As hinted in Alex Kruckman's comment, it is easier to work with
$$N'(a) = \left|\{x\in \{1,\dots,a-1\} : \sqrt{x(a-x)}\in \mathbb{Z}\}\right|,$$
which is the same as $N(a)$ up to a factor of $2$.
It is straightforward to see that $N'(a)$ equals the number of representations
$$a=d(y^2+z^2),\qquad \gcd(y,z)=1,$$
the connection being $d=\gcd(x,a-x)$, $x=dy^2$, $a-x=dz^2$, $\sqrt{x(a-x)}=dyz$.

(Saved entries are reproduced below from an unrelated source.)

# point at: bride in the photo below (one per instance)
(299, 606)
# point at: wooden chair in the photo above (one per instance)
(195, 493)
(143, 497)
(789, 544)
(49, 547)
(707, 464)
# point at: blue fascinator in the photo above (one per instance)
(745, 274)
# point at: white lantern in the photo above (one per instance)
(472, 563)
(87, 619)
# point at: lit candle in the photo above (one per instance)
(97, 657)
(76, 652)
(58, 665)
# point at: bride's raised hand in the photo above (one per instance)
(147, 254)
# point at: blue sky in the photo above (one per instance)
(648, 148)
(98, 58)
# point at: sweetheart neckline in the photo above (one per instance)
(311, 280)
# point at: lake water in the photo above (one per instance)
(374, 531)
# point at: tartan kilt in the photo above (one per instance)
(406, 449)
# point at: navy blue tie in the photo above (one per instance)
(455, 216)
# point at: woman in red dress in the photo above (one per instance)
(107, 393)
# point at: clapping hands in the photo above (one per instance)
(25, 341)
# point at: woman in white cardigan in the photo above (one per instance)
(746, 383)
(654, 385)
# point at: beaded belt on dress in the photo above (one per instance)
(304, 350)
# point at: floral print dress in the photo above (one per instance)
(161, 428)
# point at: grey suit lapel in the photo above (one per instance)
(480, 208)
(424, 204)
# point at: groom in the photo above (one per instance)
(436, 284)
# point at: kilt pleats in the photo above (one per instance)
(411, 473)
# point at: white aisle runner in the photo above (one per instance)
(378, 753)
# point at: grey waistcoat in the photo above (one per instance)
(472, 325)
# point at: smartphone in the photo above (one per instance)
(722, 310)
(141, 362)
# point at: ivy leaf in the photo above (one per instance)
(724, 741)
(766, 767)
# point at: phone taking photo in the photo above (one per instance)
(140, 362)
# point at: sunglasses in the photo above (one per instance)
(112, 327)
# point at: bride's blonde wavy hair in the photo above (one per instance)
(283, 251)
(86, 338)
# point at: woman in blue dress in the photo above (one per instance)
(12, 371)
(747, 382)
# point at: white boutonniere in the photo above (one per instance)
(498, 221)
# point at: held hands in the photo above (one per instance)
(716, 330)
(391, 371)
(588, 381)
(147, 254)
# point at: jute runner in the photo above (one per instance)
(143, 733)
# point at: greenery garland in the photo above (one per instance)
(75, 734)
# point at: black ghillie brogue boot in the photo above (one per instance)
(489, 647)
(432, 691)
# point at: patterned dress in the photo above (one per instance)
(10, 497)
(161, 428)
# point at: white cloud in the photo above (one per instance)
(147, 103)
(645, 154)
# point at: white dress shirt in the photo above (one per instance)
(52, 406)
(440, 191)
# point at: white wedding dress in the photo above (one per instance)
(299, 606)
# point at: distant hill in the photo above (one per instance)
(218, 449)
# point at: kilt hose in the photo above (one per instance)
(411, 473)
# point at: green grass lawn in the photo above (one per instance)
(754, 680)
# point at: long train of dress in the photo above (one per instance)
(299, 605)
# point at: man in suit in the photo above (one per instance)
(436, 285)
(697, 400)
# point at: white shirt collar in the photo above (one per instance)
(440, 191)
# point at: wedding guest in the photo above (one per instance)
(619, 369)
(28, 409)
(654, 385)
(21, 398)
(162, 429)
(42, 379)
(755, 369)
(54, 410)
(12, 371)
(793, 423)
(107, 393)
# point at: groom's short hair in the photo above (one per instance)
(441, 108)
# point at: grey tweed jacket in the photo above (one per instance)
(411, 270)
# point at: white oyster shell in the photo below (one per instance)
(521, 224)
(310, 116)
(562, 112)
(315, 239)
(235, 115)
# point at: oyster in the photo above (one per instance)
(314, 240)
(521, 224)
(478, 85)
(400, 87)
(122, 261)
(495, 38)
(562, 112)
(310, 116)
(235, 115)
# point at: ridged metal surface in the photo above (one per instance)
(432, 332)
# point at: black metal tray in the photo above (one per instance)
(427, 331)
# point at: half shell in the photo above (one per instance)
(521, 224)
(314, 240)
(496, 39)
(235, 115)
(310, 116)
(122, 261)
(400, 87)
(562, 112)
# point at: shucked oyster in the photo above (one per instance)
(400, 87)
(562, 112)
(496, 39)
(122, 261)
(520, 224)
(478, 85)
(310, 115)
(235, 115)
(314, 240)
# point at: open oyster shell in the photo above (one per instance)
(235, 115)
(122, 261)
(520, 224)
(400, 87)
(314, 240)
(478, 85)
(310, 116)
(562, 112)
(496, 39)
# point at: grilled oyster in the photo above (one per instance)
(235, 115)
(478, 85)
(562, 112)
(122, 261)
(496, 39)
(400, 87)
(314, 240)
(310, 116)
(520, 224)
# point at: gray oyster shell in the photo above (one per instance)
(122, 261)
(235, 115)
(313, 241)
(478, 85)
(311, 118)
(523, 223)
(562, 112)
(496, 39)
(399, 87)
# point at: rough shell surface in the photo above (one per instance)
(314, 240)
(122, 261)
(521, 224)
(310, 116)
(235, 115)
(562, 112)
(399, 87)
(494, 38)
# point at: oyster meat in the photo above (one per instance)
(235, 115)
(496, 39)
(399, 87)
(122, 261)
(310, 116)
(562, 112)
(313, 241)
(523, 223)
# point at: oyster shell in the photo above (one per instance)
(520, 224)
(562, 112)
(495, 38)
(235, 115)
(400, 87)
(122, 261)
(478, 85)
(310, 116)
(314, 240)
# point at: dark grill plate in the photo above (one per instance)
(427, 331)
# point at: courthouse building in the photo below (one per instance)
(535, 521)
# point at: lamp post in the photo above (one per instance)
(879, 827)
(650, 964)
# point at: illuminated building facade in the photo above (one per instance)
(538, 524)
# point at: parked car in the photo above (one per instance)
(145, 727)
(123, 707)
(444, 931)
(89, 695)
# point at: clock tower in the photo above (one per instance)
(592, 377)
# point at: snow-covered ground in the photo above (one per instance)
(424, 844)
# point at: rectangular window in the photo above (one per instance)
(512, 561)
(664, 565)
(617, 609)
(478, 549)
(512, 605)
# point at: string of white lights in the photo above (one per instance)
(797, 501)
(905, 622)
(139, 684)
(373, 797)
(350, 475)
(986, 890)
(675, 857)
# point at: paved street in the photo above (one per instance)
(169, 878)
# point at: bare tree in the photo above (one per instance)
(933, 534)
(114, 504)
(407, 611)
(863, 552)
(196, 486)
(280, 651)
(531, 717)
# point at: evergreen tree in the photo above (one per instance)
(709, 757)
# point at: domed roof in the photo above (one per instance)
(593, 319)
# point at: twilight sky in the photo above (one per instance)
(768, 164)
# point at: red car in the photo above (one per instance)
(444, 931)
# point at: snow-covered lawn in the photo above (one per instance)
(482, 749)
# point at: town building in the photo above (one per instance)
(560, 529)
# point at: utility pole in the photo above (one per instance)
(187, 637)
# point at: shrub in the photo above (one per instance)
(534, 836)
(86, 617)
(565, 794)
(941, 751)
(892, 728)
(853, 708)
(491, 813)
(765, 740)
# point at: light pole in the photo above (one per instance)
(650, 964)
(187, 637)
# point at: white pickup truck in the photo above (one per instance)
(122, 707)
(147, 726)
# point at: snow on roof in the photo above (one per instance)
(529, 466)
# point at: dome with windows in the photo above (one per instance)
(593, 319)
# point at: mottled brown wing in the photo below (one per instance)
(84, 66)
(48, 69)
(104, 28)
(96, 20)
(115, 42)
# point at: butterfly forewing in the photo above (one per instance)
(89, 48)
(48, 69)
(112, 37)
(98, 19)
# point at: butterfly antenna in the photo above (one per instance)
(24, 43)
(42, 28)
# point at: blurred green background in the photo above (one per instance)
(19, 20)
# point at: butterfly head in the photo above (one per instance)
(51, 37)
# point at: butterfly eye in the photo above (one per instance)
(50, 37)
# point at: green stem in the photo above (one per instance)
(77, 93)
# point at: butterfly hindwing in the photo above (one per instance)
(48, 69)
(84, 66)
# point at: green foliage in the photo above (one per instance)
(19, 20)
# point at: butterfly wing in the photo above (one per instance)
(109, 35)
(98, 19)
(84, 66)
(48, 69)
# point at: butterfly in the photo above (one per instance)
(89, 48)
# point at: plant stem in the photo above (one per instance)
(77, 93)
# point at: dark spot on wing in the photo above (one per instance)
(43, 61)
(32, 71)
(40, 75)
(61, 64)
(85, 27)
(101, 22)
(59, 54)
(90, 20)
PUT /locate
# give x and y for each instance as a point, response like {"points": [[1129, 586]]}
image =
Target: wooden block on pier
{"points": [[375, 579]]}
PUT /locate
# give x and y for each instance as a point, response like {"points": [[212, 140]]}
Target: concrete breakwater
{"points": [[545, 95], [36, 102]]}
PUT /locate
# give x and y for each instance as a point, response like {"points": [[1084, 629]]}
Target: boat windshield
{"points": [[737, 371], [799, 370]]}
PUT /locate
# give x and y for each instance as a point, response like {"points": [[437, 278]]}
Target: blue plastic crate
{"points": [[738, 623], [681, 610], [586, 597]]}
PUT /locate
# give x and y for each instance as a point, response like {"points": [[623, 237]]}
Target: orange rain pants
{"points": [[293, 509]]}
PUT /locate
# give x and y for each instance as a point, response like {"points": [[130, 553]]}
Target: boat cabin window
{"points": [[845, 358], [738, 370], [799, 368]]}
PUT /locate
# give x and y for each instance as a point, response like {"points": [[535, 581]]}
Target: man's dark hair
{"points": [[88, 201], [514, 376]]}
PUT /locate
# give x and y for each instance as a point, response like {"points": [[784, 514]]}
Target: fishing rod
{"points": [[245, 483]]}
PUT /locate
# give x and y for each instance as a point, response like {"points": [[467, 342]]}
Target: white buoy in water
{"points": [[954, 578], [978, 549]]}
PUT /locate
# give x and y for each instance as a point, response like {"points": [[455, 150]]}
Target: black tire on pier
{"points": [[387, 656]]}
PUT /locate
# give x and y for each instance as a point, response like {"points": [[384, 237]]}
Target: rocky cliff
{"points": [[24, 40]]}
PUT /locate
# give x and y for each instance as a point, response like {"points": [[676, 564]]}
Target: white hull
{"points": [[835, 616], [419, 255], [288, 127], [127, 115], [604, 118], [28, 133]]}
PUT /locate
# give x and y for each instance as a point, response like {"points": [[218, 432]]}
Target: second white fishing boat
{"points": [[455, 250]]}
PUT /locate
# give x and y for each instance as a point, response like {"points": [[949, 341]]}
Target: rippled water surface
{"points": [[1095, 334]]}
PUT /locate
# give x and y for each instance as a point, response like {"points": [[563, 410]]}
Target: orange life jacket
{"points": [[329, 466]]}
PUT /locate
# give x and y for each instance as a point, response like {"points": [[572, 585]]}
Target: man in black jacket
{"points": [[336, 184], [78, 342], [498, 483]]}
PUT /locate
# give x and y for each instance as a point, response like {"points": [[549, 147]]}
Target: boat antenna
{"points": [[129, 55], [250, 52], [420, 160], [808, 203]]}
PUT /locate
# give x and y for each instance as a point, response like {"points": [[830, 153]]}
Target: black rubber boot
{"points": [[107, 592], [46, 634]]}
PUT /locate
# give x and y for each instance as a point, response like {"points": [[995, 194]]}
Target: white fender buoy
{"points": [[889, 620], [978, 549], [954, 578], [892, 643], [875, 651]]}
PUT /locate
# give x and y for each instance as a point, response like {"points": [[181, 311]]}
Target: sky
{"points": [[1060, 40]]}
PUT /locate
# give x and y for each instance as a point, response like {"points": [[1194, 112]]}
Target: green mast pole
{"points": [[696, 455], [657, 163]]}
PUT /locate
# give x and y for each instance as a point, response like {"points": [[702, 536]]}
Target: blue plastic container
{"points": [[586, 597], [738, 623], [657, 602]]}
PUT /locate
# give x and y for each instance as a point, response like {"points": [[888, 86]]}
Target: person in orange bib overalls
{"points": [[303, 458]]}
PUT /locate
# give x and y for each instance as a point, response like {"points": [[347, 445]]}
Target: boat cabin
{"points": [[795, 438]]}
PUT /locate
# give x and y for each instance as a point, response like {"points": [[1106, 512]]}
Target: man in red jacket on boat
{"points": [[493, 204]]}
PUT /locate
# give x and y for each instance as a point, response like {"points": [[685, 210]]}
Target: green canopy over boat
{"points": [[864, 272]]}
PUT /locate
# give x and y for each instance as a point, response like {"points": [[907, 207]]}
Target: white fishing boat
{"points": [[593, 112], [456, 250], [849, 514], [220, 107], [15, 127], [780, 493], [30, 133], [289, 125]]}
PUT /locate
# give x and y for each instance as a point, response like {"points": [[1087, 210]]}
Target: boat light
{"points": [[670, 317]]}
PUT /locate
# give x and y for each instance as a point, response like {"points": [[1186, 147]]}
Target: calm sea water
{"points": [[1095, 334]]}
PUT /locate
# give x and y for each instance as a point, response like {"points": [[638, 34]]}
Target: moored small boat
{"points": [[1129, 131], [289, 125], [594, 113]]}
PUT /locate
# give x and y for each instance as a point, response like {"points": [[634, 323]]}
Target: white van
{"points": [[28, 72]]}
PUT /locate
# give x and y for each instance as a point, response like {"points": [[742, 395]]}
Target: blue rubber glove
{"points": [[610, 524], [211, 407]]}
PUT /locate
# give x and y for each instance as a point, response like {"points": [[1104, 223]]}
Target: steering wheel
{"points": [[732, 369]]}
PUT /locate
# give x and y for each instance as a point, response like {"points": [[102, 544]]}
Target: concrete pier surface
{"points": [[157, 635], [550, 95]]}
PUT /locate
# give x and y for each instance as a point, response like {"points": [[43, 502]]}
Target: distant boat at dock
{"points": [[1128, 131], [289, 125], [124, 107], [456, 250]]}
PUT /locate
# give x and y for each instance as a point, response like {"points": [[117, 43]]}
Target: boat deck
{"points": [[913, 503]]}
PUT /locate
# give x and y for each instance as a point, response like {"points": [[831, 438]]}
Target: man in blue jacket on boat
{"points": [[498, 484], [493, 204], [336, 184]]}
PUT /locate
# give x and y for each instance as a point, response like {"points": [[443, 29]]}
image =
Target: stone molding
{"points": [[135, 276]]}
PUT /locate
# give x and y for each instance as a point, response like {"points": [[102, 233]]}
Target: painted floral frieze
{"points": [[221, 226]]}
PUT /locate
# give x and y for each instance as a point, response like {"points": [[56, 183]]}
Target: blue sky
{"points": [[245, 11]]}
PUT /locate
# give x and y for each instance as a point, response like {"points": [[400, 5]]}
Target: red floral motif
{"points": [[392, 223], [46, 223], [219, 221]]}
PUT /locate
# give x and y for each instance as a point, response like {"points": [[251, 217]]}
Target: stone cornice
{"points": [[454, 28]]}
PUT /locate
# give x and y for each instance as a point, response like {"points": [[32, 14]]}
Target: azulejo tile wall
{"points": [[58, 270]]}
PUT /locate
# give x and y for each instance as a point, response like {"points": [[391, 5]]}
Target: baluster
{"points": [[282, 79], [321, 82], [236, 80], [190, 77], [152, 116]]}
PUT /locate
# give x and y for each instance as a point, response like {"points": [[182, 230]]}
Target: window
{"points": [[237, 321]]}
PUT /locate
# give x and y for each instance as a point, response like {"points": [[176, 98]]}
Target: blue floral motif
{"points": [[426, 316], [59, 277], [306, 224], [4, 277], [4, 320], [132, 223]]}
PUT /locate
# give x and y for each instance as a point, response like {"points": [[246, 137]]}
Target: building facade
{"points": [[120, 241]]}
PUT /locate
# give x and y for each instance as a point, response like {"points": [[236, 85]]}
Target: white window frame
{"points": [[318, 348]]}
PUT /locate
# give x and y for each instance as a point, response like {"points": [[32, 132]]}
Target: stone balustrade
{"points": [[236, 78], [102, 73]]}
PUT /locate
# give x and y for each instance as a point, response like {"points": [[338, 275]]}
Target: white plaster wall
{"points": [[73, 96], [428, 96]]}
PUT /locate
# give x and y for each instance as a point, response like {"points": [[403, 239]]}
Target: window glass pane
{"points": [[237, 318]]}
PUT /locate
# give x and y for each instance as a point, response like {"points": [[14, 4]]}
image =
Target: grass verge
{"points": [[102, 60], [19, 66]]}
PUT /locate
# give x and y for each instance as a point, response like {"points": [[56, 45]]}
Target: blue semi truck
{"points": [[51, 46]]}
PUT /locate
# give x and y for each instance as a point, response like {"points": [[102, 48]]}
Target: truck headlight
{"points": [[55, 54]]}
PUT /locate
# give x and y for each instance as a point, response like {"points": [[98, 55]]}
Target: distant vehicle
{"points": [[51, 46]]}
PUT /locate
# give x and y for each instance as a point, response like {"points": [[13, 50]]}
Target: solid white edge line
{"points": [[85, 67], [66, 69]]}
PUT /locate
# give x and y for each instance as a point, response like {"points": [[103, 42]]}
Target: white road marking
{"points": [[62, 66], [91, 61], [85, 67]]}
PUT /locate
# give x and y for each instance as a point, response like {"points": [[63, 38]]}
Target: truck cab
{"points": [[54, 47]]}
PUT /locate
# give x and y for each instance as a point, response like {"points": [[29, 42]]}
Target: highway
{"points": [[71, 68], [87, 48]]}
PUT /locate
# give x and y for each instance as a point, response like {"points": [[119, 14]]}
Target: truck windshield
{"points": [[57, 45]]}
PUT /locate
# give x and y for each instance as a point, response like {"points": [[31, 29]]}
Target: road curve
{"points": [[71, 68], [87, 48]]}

The number of ways a number $n$ can be written as a sum of two coprime squares is a multiplicative function $r(n)$ given by $r(2)=1$, $r(p^k)=2$ when $p\equiv 1\pmod{4}$, and $r(p^k)=0$ for all other prime powers $p^k$. So $r(n)$ is quite similar to the divisor function $\tau(n)=\sum_{n=de}1$, and $N'(n)$ is quite similar to the generalized divisor function $\tau_3(n)=\sum_{n=def}1$. In particular, the maximal order of $N'(n)$ is much larger than $\log n$, namely $\exp((c+o(1))\log n/\log\log n)$ for some constant $c>0$ (the peak values occur for $n$'s which are products of distinct primes congruent to $1$ modulo $4$). I am pretty sure the constant equals $c=\log 3$ as in the case of $\tau_3(n)$, but I have not verified this formally.